J'espère ne pas vous avoir perdu avec l'économie. Si j'ai fait ce détour c'est parce que la critique bourdieusienne de l'économie et de la théorie économique m'apparaît très féconde pour penser d'autres champs, notamment la médecine et la santé publique. Il y a, je pense, une croyance que chaque agent social est à même de prendre soin de lui, de sa santé. On ne pose pas assez les questions suivantes : quelles sont les conditions sociales et économiques du recours au soin ? Quelles sont les conditions sociales et économiques de la bonne santé, et inversement de la mauvaise santé ? Quelques années plus tard, en 2000, sera publié Les structures sociales de l'économie dans lequel Bourdieu écrira : « Contre la vision antihistorique de la science économique, il faut donc reconstruire d'un côté la genèse des dispositions économiques de l'agent économique, et tout simplement de ses goûts, de ses besoins, de ses propensions ou de ses aptitudes (au calcul, à l'épargne, ou au travail lui-même) »3. À la manière de Bourdieu dans sa critique de l'économie, je voudrais, de manière assez humble, faire ici la genèse des pratiques de recours au soins, et une critique des notions de « responsabilité », et de « responsabilisation des patients ».

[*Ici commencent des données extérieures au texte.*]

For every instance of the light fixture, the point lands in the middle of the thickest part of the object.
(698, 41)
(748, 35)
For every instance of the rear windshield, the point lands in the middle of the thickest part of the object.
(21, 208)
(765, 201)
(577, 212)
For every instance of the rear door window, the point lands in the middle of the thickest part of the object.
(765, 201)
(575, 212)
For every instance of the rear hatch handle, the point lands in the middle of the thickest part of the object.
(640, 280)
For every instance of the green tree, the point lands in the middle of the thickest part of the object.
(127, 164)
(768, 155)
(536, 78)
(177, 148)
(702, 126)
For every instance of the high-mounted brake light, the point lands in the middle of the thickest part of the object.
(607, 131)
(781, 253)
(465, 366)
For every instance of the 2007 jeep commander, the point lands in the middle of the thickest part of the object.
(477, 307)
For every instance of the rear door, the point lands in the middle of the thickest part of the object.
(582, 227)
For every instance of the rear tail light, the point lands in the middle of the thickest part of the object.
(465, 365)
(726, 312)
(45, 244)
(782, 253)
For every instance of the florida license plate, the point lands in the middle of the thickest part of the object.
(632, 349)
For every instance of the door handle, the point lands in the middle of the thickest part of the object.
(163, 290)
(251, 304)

Revenons à l'exemple des mineurs travaillant dans un complexe aurifère en Afrique du Sud, et à la phrase qui m'apparaît contenir tout ce dont je veux vous parler aujourd'hui : « Dans ce contexte de grande précarité, la prévention du sida s’avère d’autant plus difficile que les conditions extrêmement dures de la mine exposent les travailleurs à des risques élevées d’accidents et les conduisent à minimiser ceux d’une éventuelle infection. ». Si comme Pierre Bourdieu le dit, il faut avoir un minimum de prise objective sur l'avenir pour avoir l'idée de prendre prise par le calcul sur l'avenir, il en va de même pour la santé. Pour répondre positivement aux politiques et aux messages de prévention et se faire dépister il faut avoir une prise objective sur l'avenir, se dire qu'on en a un. Pour le dire brutalement, les mineurs ne s'inquiétaient pas de mourir du Sida, la mine les aurait tués avant. Le processus que je décris ici, n'est pas de l'ordre de la conscience, du calcul, ou de la décision (les mineurs ne se disent pas consciemment : peu importe le Sida, la mine me tuera avant), mais l'expression d'un certain habitus, forgé dans certaines conditions (ici la mine) qui produit un certain rapports aux soins et au corps, et qui produit les conséquences que l'on connaît.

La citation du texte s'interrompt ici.